Opini kedua, Pemecahan Suriah menjadi beberapa wilayah kekuasaan berdasarkan aspirasi atau pembagian sektarian. Menurut mereka yang berpikiran seperti ini, kofllik panjang sektarian di Suriah hanya dapat diselesaikan dengan memberikan hak otonom bagi setiap kelompok sekte. Artinya, ke depan Suriah dapat saja dipecah paling tidak untuk pemerintahan Kurdi, Sunni dan Alawiyyin. Argumentasinya logis, bahwa konflik sektarian yang telah "mengakar" tidak semudah itu untuk diselesaikan, meskipun kelompok ini yakin terciptanya Pemerintah yang demokratis untuk Suriah secara utuh, namun hanya akan bersifat sementara saja, sebab demokrasi tetap tidak dapat memadamkan api sektarian yang memang telah menyala dalam sekam selama puluhan tahun.
Opini terakhir mengatakan bahwa masa depan Suriah hingga saat ini masih belum dapat ditebak, sebab pemain sesungguhnya dalam dinamika perpolitikan Suriah adalah kekuatan-kekuatan asing yang berkepentingan.

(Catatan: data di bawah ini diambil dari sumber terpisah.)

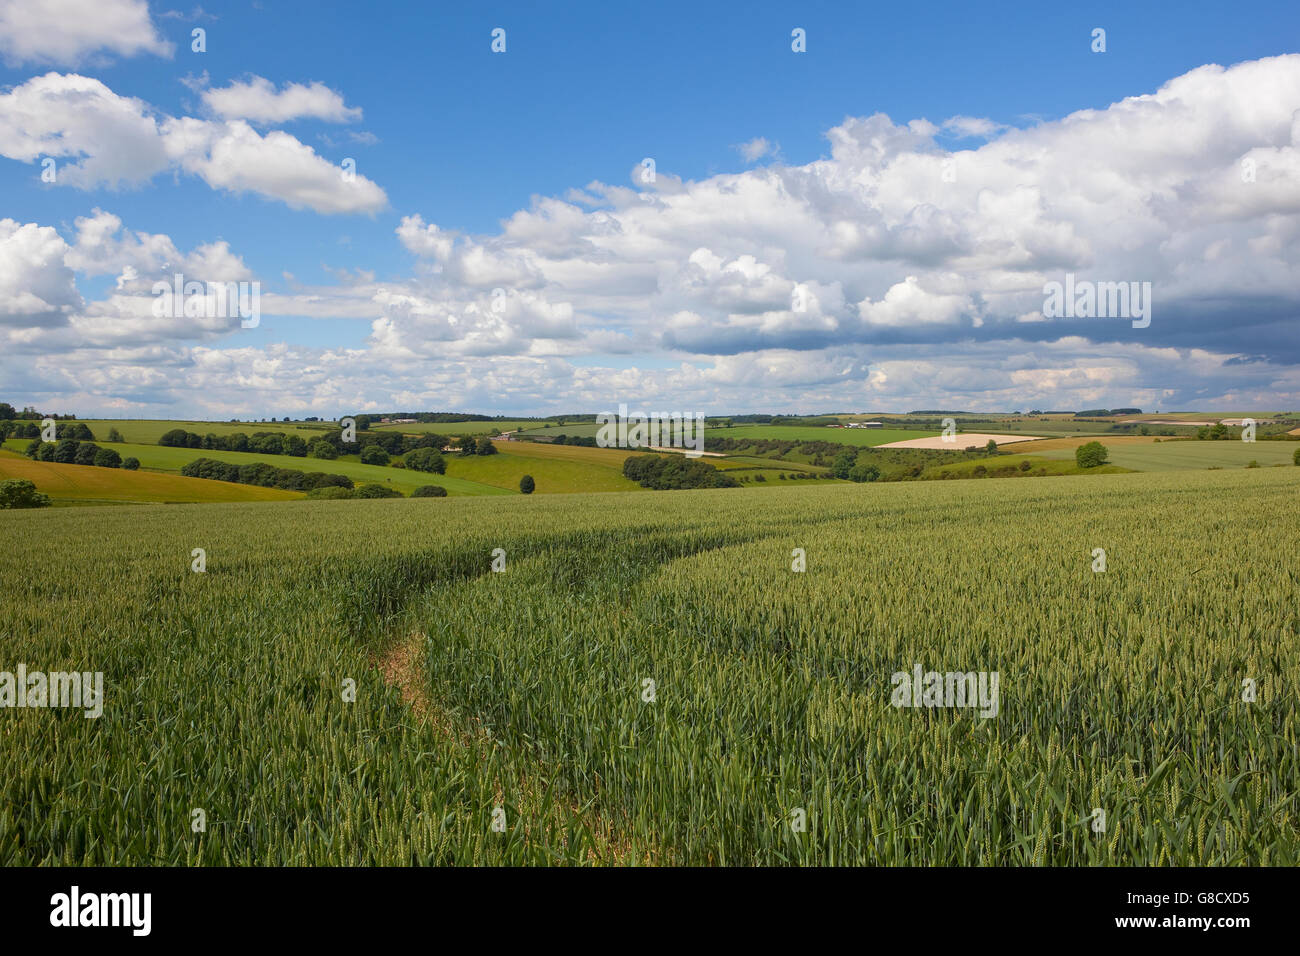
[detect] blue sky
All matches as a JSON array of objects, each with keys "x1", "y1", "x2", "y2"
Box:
[{"x1": 2, "y1": 1, "x2": 1299, "y2": 416}]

Sosok-sosok yang muncul ke permukaan publik saat ini hanyalah cover saja yang menutup misi kekuatan luar. mereka berargumentasi bahwa perubahan koalisi, ideologi, keberpihakan dari gerakan-gerakan oposisi yang selama ini ingin menjatuhkan Assad, dinilai sangat dinamis. Betapa tidak, misalnya saja Al-Julani, yang dulu menjadi militansi Al-Qaeda, berpindah ke HTS, kemudian HTS yang sejak awal memperjuangkan terbentuknya negara Islam, kini terbuka dengan sistem apapun asal merangkul seluruh komponen. Perubahan dinamis ini mengisyaratkan adanya kekuatan dibalik setiap gerakan-gerakan tersebut.
Terkait poin terakhir ini, kita paham bahwa Turkiye sebagai negara tetangga memiliki kepentingan untuk menjaga teritorialnya dari berbagai ancaman keamanan maupun isu pengungsi, sementara Rusia yang memiliki pangkalan militer di Tartus memang telah lama menjadi sekutu Assad, seperti halnya dengan Iran. Keduanya tentu akan tetap mempertahankan pengaruhnya di Suriah agar tetap menyeimbangi pengaruh AS di kawasan. Sementara AS sendiri memang telah lama berseberangan dengan Assad, ISIS dan kelompok-kelompok yang mereka anggap gerakan terorisme.
Meskipun demikian, tiga skenario tersebut akan sangat tergantung pada kinerja pemerintahan transisi al-Bashir dalam melakukan lobbying kepada semua komponen, baik dalam maupun luar. Meskipun saat ini sisa-sisa rezim Assad tengah dikebiri, seperti pembubaran Partai Baath yang menjadi alat rezim, pengecualian Alawy, Mursyidi dan Ismaily dalam rekrutmen lembaga keamanan Negara, namun kita juga tidak bisa menafikan kemungkinan kembalinya rezim Assad dalam bentuk lain, sebab apabila pemerintahan baru yang nanti dibentuk justru lebih membuat rakyat tambah sengsara, nostalgia lama pasti akan tetap dirindukan.